Description de l'image  Jerome Le Royer de la Dauversiere.JPG.
Naissance 18 mars 1597
La Flèche
Décès 6 novembre 1659 (à 62 ans)
La Flèche
Nationalité Drapeau du Royaume de France Royaume de France
Profession Receveur de tailles
Autres activités
Fondateur de Ville-Marie (ancien nom de Montréal)
Conjoint
Jeanne de Baugé

Jérôme Le Royer, sieur de La Dauversière, est né en Anjou, à La Flèche, le 18 mars 1597 et décédé le 6 novembre 1659. Il est le fondateur de la congrégation des religieuses hospitalières de Saint-Joseph de La Flèche en 1636 et l'instigateur de la fondation de Ville-Marie, la future Montréal.

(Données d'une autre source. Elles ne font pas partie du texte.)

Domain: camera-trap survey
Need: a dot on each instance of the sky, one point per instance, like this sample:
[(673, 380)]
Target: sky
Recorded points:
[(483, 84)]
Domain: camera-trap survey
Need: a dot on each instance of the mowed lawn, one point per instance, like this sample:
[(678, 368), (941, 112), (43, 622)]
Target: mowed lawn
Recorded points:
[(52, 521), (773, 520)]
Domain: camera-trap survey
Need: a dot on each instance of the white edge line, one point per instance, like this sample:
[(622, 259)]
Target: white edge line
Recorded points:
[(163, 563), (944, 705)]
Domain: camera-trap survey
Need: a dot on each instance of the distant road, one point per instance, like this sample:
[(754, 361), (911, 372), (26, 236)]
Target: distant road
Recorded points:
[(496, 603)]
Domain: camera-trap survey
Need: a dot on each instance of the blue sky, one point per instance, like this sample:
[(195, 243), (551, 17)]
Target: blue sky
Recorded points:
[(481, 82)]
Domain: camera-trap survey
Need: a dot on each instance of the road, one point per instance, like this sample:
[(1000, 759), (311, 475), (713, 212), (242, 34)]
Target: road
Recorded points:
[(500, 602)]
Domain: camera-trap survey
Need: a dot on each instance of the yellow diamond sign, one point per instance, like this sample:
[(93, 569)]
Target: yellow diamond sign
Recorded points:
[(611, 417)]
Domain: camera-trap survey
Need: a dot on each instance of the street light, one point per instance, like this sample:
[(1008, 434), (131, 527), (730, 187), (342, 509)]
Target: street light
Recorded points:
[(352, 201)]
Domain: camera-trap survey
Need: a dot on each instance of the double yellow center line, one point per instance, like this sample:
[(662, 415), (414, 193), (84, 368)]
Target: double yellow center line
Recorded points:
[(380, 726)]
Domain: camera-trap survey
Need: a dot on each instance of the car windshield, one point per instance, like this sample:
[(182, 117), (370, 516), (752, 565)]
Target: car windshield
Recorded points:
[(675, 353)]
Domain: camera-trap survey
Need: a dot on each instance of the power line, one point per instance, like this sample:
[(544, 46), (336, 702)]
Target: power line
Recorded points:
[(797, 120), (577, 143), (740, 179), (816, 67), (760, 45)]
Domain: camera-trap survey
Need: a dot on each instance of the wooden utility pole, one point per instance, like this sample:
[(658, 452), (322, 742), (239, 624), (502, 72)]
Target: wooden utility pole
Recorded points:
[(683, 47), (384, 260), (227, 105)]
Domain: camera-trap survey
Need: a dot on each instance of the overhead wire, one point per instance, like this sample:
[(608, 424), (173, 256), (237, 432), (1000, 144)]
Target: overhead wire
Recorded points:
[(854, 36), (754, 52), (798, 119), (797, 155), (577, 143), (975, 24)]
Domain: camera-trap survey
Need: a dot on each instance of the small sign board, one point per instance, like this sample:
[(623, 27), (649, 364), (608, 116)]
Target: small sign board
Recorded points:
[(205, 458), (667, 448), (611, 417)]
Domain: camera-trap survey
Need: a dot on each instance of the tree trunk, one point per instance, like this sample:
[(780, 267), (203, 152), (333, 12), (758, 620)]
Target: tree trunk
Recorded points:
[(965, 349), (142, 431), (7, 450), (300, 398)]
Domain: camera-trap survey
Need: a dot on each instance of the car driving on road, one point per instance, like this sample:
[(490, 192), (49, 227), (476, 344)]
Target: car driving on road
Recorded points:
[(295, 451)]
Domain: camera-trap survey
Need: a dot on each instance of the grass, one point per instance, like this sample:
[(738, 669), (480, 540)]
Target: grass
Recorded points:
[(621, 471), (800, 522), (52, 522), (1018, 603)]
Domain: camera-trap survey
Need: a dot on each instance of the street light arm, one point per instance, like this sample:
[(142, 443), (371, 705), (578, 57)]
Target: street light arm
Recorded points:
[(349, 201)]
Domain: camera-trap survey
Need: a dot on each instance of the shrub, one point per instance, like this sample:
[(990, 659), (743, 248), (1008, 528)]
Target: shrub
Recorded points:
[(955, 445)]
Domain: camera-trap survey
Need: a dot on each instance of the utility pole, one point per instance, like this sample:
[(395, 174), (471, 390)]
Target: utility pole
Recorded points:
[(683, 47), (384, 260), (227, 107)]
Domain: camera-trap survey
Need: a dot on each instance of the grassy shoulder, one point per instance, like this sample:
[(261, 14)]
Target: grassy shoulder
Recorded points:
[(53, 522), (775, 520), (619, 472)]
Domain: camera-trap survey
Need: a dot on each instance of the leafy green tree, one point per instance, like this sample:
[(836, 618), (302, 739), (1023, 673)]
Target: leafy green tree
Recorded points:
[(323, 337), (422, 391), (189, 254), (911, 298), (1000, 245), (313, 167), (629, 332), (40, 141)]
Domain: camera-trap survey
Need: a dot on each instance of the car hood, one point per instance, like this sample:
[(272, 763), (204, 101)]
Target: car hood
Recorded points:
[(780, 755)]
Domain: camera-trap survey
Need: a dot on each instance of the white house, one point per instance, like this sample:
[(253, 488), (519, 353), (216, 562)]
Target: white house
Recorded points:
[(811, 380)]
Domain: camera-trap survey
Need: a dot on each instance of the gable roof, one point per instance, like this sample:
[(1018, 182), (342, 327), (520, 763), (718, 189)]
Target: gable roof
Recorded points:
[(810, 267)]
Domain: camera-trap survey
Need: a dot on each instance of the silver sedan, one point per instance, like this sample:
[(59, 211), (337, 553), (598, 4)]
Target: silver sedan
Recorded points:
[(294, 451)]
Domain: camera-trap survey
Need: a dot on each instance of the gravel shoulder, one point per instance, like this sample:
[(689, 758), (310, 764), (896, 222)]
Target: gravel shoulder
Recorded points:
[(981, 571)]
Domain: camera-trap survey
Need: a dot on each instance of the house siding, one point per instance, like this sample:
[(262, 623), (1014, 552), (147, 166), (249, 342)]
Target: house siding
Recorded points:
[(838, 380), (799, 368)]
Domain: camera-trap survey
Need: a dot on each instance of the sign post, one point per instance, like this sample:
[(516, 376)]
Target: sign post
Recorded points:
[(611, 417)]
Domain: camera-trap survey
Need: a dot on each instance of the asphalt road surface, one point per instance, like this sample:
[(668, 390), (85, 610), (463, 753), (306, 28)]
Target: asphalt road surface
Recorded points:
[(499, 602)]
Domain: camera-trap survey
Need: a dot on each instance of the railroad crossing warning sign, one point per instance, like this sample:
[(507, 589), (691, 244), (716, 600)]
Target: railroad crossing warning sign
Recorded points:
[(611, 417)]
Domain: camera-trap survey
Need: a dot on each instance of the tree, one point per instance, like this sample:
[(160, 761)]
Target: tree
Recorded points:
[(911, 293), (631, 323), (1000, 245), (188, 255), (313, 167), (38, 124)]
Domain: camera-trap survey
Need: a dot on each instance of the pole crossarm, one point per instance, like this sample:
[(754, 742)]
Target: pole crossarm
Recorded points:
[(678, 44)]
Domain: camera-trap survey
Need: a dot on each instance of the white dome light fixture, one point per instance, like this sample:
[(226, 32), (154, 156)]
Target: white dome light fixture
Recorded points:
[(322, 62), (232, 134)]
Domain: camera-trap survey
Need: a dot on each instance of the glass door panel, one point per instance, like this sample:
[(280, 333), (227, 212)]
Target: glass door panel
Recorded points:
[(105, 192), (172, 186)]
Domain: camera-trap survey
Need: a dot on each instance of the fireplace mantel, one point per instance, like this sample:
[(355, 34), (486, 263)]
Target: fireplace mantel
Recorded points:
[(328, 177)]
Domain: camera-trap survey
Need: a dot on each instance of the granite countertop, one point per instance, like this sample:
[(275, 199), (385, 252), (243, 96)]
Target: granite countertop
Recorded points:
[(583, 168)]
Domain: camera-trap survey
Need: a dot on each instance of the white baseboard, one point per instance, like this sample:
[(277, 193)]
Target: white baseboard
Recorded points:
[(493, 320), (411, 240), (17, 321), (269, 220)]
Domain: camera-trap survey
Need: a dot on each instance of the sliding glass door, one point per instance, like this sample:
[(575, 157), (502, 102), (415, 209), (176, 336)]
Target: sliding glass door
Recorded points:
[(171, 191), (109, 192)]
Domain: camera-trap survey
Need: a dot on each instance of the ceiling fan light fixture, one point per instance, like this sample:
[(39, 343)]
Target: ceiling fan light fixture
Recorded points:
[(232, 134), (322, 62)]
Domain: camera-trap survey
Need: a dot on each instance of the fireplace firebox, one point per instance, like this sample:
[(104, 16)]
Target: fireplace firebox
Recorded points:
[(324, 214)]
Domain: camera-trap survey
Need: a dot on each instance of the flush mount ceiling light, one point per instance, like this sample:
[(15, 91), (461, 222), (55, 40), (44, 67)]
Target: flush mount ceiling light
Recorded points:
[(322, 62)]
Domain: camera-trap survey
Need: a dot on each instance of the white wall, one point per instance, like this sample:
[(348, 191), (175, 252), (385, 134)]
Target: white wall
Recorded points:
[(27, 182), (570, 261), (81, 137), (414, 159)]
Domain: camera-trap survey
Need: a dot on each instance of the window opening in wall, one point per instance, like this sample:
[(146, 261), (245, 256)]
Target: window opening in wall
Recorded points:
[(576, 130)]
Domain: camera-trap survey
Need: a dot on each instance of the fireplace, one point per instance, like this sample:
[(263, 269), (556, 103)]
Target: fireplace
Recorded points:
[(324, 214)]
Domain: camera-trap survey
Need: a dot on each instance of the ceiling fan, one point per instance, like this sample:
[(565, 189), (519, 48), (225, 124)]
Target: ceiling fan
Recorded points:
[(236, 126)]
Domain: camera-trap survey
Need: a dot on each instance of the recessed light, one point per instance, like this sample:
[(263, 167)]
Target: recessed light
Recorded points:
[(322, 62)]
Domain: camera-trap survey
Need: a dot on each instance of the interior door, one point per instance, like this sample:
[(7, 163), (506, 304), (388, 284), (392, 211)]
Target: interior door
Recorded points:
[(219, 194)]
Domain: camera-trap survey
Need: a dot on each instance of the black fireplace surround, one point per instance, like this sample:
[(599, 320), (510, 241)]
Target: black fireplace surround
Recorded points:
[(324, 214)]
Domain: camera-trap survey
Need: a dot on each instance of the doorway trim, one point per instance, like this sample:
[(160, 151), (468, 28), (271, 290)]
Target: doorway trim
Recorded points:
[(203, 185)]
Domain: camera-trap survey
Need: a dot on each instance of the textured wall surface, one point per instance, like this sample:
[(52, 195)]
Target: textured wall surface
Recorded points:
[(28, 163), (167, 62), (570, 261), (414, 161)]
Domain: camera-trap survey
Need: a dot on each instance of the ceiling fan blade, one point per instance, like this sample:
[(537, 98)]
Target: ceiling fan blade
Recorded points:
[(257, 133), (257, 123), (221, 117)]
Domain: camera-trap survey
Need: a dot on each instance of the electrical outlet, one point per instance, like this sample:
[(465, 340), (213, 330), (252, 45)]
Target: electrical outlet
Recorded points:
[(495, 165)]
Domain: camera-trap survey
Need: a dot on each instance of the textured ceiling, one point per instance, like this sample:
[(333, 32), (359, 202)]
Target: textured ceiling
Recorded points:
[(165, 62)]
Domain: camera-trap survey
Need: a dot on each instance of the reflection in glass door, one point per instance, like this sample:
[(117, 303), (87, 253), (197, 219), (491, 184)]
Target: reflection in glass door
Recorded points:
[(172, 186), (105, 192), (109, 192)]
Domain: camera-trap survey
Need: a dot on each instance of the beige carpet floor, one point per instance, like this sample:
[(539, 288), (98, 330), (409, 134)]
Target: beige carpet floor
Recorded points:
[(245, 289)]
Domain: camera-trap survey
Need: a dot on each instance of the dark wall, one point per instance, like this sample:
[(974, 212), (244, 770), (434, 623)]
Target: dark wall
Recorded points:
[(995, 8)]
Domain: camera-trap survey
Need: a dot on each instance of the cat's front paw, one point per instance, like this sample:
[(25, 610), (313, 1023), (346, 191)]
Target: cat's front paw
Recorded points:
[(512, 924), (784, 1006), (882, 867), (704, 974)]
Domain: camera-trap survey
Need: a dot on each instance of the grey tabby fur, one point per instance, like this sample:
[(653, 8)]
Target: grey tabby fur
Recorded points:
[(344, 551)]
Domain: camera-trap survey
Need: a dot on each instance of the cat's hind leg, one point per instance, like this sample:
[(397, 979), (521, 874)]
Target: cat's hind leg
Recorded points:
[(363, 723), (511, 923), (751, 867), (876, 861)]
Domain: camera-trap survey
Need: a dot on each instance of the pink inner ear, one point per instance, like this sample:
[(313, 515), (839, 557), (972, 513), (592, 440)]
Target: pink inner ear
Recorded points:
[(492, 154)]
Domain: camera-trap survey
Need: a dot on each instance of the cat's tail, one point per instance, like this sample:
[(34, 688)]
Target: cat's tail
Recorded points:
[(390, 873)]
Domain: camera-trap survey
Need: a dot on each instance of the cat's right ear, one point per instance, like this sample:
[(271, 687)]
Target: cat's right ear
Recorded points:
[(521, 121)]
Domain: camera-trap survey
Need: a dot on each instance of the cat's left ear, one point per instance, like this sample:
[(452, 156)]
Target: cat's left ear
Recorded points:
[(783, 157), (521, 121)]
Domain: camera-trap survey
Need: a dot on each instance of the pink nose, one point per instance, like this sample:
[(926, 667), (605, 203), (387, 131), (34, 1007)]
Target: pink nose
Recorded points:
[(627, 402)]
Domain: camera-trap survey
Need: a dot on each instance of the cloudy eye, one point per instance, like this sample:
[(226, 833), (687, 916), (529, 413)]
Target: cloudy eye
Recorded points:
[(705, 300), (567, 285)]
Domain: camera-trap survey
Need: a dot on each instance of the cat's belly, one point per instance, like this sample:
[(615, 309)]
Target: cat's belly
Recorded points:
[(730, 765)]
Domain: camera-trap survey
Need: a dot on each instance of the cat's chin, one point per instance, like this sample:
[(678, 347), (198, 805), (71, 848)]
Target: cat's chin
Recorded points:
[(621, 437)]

Biographie[modifier | modifier le code]

Photographie d'un bas-relief du monument à Maisonneuve de Montréal représentant l'acte de fondation de Ville-Marie. À droite, Jérôme Le Royer de La Dauversière.
Bas-relief de la signature de l'acte de fondation de Ville-Marie, au monument à Maisonneuve de Montréal. À droite, Jérôme Le Royer de La Dauversière.

Jérôme Le Royer est baptisé le 18 mars 1597, jour de sa naissance, en l'église Saint-Thomas de La Flèche[1]. Issu d'une famille originaire de Bretagne[2], fils de Jérôme Le Royer et Renée Oudin, il tire son nom du petit-fief de la Dauversière, acquis par son arrière-grand-père et situé à une quinzaine de kilomètres de La Flèche[B 1]. Aîné d'une fratrie de trois enfants, Jérome reçoit une éducation très pieuse et dès son plus jeune âge, ses parents lui inculquent un profond attachement à la Sainte Vierge[B 2]. En 1608, il est admis au Collège royal de La Flèche, tenu par les Jésuites. C'est là, au contact du père missionnaire Énemond Massé, qui a séjourné en Nouvelle-France de 1611 à 1613, que Jérôme Le Royer de La Dauversière s'intéresse pour la première fois aux affaires canadiennes[B 3]. Jérôme fréquente le Collège jusqu'en 1617[A 1]. Il succède ensuite à son père dans la charge de receveur de tailles de l'élection de La Flèche, avant d'être nommé échevin de la cité quelques années plus tard[A 2]. Homme de foi, congréganiste de la Sainte Vierge, il épouse Jeanne de Baugé avec laquelle il aura cinq enfants, dont deux fils et deux filles qui entreront dans les ordres[A 3]'[B 4].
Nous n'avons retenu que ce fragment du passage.